Table 6. SDN1 editing efficiencies of LbCas12a variants in maize.

Table 7. SDN1 editing efficiencies of LbCas12a variants in maize.

Example 2. C965S acts synergistically with D156R to improve the efficiency of SDN1 editing in soybean

In order to assess the efficacy of C965S in improving SDN1-inducing efficiency of LbCas12a in soybean, two LbCas12a variants, LbCas12a-D156R and LbCas12a-D156R-C965S, will be compared for their SDN1-generating performance. The two variants are identical to those tested in maize as described in Example 1, except that the coding sequences were optimized based on Arabidopsis-preferred codon usage.

For each variant, two binary vectors were constructed to test the SDN1 efficiency at different target loci. In each construct, the coding sequence of one variant, fused with a NLS, is operably linked to a promoter, such as an Arabidopsis elongation factor 1 alpha (EF1α) promoter, and a terminator, such as an Agrobacterium tumefaciens nopaline synthase gene terminator, for strong constitutive expression in soybean cells. In all constructs, a gRNA or a gRNA array driven by a soybean ubiquitin 1 promoter, is designed to express gRNA (s) targeting a sitethe soybean genome, such as FAD2 (SEQ ID NO: 38 provides the LbCas12a gRNA targeting soybean FAD2-1A gene) . The gRNA (s) are based on the mature crRNA scaffold of LbCas12a, and are processed by self-cleaving ribozymes on the flanks. Transgenic soybean plants are generated by infecting mature soybean seeds with Agrobacterium tumefaciens strain harboring one of the binary vectors described above, followed by tissue culture procedures.
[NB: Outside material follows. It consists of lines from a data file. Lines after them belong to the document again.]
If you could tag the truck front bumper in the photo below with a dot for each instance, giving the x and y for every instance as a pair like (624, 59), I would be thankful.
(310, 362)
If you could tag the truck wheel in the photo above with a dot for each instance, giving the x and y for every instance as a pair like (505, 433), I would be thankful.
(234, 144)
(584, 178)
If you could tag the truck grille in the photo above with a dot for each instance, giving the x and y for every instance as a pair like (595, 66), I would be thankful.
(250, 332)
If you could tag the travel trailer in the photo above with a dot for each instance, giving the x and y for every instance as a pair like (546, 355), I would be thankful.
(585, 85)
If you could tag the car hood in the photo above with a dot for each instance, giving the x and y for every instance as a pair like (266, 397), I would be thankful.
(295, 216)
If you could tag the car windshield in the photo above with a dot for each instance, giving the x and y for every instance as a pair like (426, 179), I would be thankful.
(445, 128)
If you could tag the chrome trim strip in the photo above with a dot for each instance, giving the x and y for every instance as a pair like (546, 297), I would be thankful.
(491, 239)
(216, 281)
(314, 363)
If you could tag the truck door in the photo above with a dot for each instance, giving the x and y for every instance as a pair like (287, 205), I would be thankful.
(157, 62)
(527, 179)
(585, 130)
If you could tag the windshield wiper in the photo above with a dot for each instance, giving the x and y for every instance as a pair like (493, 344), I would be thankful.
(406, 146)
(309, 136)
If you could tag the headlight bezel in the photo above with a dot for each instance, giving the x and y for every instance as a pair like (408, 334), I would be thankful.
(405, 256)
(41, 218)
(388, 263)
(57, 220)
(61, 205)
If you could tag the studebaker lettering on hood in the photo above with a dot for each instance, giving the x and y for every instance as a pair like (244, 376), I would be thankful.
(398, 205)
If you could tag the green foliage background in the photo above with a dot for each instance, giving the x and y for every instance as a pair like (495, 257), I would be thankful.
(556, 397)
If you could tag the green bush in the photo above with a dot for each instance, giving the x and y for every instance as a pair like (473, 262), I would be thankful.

The leaves of regenerated plantlets will be sampled for DNA extraction, and the transgenic plants will be identified by TaqMan assays. The sequences spanning each of the three target sites will be PCR-amplified and Sanger-sequenced, in order to determine the genotypes and the SDN1 efficiencies at the target sites.

Example 3. Generation and identification of FnCas12a cysteine-substituted variants with enhanced in planta SDN1 editing efficiency.

A total of 9 cysteine residues (Cys70, Cys473, Cys568, Cys717, Cys882, Cys1086, Cys1116, Cys1190 and Cys1196) exist in the FnCas12a primary sequence (SEQ ID NO: 2) . The crystal structure of FnCas12a (PDB entries 5NFV and 6I1K) suggested four cysteine residues (Cys70, Cys473, Cys1116, and Cys1190) are most likely surface-exposed, and thus might be prone to undesired interactions and/or modifications. The surface topography around Cys473 suggests it was difficult for an interacting protein or a modification enzyme to access, while our PyMOL analysis suggest that Cys1116 and Cys1190 are likely to form intramolecular disulfide bond (FIG. 2) . Therefore Cys70, Cys1116, and Cys1190 were selected for substitution.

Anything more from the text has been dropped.